Ein Teil von Matisses Werken hängt im Museum Jean Cocteau Sammlung Severin Wunderman, das jeder Kunstfreund einmal besichtigen sollte. 2011 wurde das 2700 Quadratmeter große Gebäude am Hafen von Menton eröffnet. Schon die Außenansicht wirkt spektakulär; drinnen wird es noch besser: Neben 1100 Werken des Universalgenies Jean Cocteau, der malte, dichtete und Filme drehte, sind einige seiner Freunde Picasso und Matisse ausgestellt. Bei einem Rundgang bekommt man das Gefühl, sich im schönsten Ateliers Europas zu befinden. In der nur wenige Meter entfernt gelegenen Bastion aus dem 17. Jahrhundert finden sich weitere Stücke Cocteaus, und im Rathaus von Menton gestaltete er den Hochzeitssaal. Dieser Arbeit ist es zu verdanken, dass sich heute jeden Sonnabend zahlreiche festlich gekleidete Japaner in Menton versammeln. In ihrer Heimat genießt Cocteau großes Ansehen, und manche Verehrer kommen extra zum Heiraten an die Wirkungsstätte des fantasievollen Künstlers, der auf beide Geschlechter und Opium stand.

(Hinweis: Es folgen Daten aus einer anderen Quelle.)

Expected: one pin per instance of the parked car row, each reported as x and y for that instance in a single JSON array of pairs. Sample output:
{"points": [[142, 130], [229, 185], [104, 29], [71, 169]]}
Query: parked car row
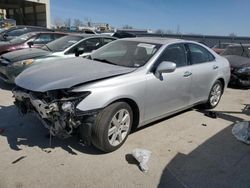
{"points": [[100, 88], [13, 63]]}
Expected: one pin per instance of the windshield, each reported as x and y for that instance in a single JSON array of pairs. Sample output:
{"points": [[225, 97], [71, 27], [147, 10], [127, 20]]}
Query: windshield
{"points": [[62, 43], [237, 50], [126, 53], [22, 38]]}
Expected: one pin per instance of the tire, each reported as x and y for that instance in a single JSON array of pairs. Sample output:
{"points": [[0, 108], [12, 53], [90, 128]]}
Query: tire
{"points": [[214, 95], [112, 127]]}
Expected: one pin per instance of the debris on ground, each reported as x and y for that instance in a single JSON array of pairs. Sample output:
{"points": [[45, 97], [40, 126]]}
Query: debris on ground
{"points": [[142, 156], [1, 130], [211, 114], [47, 151], [19, 159], [241, 131]]}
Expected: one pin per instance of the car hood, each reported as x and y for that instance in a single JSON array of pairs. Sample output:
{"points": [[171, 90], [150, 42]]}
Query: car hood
{"points": [[66, 74], [24, 54], [237, 61]]}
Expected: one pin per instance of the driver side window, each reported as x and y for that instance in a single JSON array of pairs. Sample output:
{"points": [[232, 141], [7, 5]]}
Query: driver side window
{"points": [[175, 53]]}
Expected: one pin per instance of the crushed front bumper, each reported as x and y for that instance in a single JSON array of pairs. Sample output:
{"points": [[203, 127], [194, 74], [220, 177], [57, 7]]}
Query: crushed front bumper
{"points": [[60, 123]]}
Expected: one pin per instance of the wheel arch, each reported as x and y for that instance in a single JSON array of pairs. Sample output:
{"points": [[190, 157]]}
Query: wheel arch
{"points": [[135, 109]]}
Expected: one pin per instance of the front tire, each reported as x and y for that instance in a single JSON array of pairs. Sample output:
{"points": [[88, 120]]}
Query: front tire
{"points": [[214, 95], [112, 127]]}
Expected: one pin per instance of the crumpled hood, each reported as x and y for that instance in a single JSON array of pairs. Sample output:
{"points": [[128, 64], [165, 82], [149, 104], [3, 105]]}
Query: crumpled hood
{"points": [[24, 54], [66, 73], [237, 61]]}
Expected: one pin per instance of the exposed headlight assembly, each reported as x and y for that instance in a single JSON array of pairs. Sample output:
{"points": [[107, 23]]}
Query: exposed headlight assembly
{"points": [[23, 63], [244, 70]]}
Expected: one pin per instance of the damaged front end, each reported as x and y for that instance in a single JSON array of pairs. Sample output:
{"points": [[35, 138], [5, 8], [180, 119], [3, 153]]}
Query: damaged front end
{"points": [[58, 111]]}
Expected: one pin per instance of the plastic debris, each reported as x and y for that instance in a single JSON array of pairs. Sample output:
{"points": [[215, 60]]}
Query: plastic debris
{"points": [[211, 114], [19, 159], [142, 156], [241, 131]]}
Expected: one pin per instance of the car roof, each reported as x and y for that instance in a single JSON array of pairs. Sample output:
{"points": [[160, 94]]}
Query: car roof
{"points": [[240, 45], [157, 40]]}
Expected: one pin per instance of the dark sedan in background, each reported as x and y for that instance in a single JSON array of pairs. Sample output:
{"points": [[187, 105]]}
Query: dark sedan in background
{"points": [[34, 39], [239, 59]]}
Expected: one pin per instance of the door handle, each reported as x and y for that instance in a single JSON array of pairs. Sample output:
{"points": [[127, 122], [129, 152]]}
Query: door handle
{"points": [[215, 67], [187, 74]]}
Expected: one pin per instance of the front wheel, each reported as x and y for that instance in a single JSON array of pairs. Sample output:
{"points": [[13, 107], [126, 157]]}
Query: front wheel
{"points": [[112, 127], [215, 95]]}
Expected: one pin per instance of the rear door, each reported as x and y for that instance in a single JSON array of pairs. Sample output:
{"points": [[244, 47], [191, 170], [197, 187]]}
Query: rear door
{"points": [[204, 70]]}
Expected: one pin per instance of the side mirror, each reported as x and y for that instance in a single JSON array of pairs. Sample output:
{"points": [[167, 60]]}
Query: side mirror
{"points": [[165, 67], [79, 51], [5, 36], [30, 43]]}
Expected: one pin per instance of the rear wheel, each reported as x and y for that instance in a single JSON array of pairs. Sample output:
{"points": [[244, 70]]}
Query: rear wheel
{"points": [[215, 95], [112, 127]]}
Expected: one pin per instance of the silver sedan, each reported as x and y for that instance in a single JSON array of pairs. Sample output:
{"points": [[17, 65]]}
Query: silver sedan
{"points": [[121, 86]]}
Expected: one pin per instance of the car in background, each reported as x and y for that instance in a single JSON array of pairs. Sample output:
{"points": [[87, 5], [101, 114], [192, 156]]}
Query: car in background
{"points": [[124, 85], [14, 32], [219, 48], [238, 56], [7, 23], [13, 63], [34, 39]]}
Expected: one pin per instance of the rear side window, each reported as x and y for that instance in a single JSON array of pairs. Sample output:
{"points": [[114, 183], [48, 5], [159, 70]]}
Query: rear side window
{"points": [[199, 54], [175, 53]]}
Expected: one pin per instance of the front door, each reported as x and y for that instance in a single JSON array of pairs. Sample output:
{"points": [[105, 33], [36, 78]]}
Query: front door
{"points": [[171, 92]]}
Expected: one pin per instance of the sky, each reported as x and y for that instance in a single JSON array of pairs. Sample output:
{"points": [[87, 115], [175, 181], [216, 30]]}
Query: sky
{"points": [[212, 17]]}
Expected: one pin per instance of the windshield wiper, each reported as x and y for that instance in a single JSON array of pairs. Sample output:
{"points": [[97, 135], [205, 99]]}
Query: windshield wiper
{"points": [[104, 61]]}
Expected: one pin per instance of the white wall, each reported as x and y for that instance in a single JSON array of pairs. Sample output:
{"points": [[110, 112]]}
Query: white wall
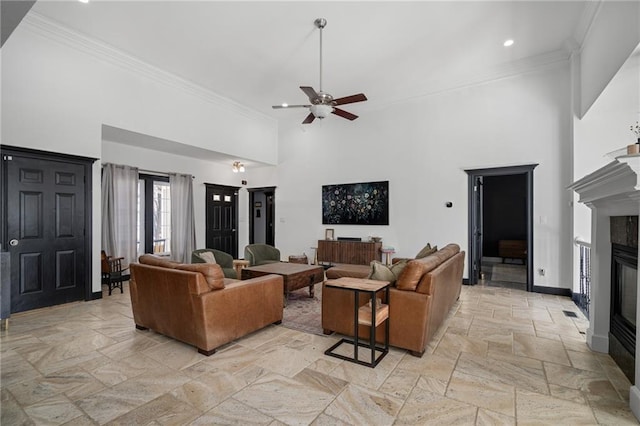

In Les Issambres gibt es bereits einen sogenannten „Hamburger Hügel“

Cocteau lebte ab 1955 in Menton, das den Titel „Stadt der Kunst und der Geschichte“ trägt und direkt an der Grenze zu Italien liegt. Hier funktioniert Europa perfekt: Die Italiener fahren wegen des günstigeren Benzins nach Frankreich, die Franzosen zum Zigarettenkaufen (zwei Euro billiger) nach Italien und alle gemeinsam zum Arbeiten nach Monaco. Der Rest der Welt reist dann zum Zitronenfest im Februar und März an. Die Zitronen von Menton sind wegen des besonderen Klimas der Region größer und süßer als anderswo. Die „Citron de Menton“ gilt wegen des Duftes ihrer Schale und ihres Geschmacks als die kostbarste der circa 80 bekannten Sorten und ist das Symbol der Stadt. Seit 1934 feiern die Mentonesen ihre Frucht mit einem 20-tägigen Fest. Sauer macht lustig. Aus 140 Tonnen von Zitronen und Orangen bauen sie zehn Meter hohe Figuren und ziehen sie auf Umzugswagen vorbei an den Palästen der Belle Époque und den historischen Gärten von Frankreichs östlichster Küsten-Stadt. „Der Duft beschwingt die Leute regelrecht“, sagt Gebhard Spindler, der aus der Lüneburger Heide nach Menton zog und dort als Fotograf arbeitet.

Ohnehin trifft man viele Deutsche an der Côte d’Azur. Manche bleiben für immer, manche kommen immer wieder wie Britta Zilch-Neumann. Die Hamburgerin liebt zwar die reinigenden norddeutschen Winde, von denen sie bei ihrem Job im Grand Hotel Heiligendamm genug abbekommt. Doch im Urlaub schätzt sie die französische Leichtigkeit des Seins. Sie fährt dann nach Les Issambres, ein kleiner Ort, sieben Kilometer entfernt von Saint-Maxime, in dem man bereits von einem „Hamburger Hügel“ spricht, weil so viele Norddeutsche dort wohnen. „Wir kennen uns untereinander, und bei Neuzugängen sorgen wir für das Kennenlernen“, sagt Britta Zilch-Neumann.

Die deutsche Gemeinschaft unternimmt Ausflüge ins Hinterland, fährt gemeinsam auf den Markt, besucht die Strandrestaurants von Saint-Tropez oder kulturelle Veranstaltungen wie die Festspiele von Aix-en-Provence. „Geburtstage, Hochzeiten, Jahrestage, kurz: alles, was es zu feiern gibt, findet miteinander statt.“ Wir ahnten es bereits: Frankreich ist ein Fest.